Sponges have lived in a wide range of areas since ancient times, so their fossils can be preserved in a variety of rocks such as limestone, sandstone, phyllic chalk, and deep-water claystone. Because sponges in the Paleozoic and Mesozoic era often lived in symbiosis with typical shallow-sea animals such as corals and brachiopods, scientists generally believe that they mainly lived in shallow seas at that time. The living areas of Cenozoic sponges are similar to those of modern times, and the general trend is that their adaptive range is getting wider and wider.


Except for the uniaxial rolling sponges in the class Sponges, all modern sponges live in the ocean. Calcareous sponges can be distributed from coastal waters to the deep sea at a depth of 2195 meters, but the main distribution area is in water depths less than 100 meters. The distribution area of marine common sponges is from coastal to semi-deep sea. Six-shot sponges basically live in deep continental slopes and the deep seabed below. They are basically not found in sea areas with water depths less than 90 meters. Only a few molecules can be found in the water depth range of 90 to 200 meters; only in There are a small number of six-shot sponges living in the shallow waters of Antarctic waters.
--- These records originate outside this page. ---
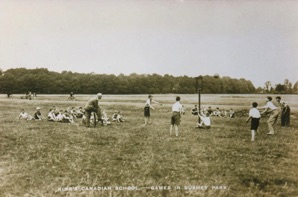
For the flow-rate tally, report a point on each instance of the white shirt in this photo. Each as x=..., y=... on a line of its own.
x=51, y=115
x=148, y=103
x=270, y=105
x=177, y=107
x=60, y=117
x=254, y=113
x=206, y=120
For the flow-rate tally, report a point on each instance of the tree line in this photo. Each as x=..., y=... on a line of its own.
x=43, y=81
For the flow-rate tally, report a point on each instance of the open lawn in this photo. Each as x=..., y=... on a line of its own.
x=40, y=158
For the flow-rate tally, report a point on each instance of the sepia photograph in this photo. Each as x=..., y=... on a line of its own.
x=148, y=98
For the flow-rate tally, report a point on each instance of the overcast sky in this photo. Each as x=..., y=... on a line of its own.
x=255, y=40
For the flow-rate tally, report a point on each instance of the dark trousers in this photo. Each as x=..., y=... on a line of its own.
x=88, y=115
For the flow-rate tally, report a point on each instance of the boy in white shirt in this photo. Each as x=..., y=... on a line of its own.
x=206, y=122
x=255, y=116
x=147, y=108
x=271, y=109
x=177, y=110
x=52, y=116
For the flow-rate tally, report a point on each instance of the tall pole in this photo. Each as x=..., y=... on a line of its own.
x=199, y=85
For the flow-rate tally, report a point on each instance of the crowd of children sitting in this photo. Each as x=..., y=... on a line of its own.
x=205, y=114
x=217, y=112
x=69, y=115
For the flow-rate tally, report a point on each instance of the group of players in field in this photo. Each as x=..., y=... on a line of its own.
x=92, y=113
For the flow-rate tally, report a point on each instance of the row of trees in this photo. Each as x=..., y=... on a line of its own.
x=42, y=81
x=285, y=88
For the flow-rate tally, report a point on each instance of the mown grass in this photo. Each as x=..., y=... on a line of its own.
x=39, y=157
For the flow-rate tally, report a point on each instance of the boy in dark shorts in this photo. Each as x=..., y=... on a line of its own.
x=147, y=109
x=177, y=110
x=254, y=115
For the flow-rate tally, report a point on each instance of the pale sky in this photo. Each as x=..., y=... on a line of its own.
x=255, y=40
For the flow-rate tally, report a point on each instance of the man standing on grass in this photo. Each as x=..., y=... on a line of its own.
x=147, y=108
x=177, y=110
x=271, y=109
x=92, y=106
x=285, y=112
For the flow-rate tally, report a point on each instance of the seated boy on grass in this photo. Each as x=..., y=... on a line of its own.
x=205, y=121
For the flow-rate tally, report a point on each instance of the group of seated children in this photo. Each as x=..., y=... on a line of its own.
x=65, y=116
x=217, y=112
x=25, y=116
x=204, y=115
x=117, y=117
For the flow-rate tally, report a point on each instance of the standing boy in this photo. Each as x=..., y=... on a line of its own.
x=177, y=110
x=92, y=106
x=273, y=111
x=37, y=114
x=255, y=116
x=147, y=109
x=285, y=112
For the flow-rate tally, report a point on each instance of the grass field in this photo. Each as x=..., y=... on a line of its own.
x=40, y=158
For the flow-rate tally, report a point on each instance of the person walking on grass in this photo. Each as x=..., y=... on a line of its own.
x=37, y=114
x=254, y=115
x=285, y=112
x=147, y=108
x=271, y=109
x=177, y=110
x=205, y=121
x=92, y=106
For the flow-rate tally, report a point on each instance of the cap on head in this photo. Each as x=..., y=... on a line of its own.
x=99, y=95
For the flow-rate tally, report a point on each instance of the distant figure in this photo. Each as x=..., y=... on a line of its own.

Modern sponges can be found in oceans at all latitudes on Earth. Common sponges are mainly distributed in warm oceans and are less common in high latitudes. Six-shot sponges are concentrated in tropical and subtropical seas, and are especially abundant in Indonesia, Philippine waters and the South China Sea. A few molecules are also distributed in waters near the Antarctic. The remaining calcareous sponges are distributed in warm sea areas.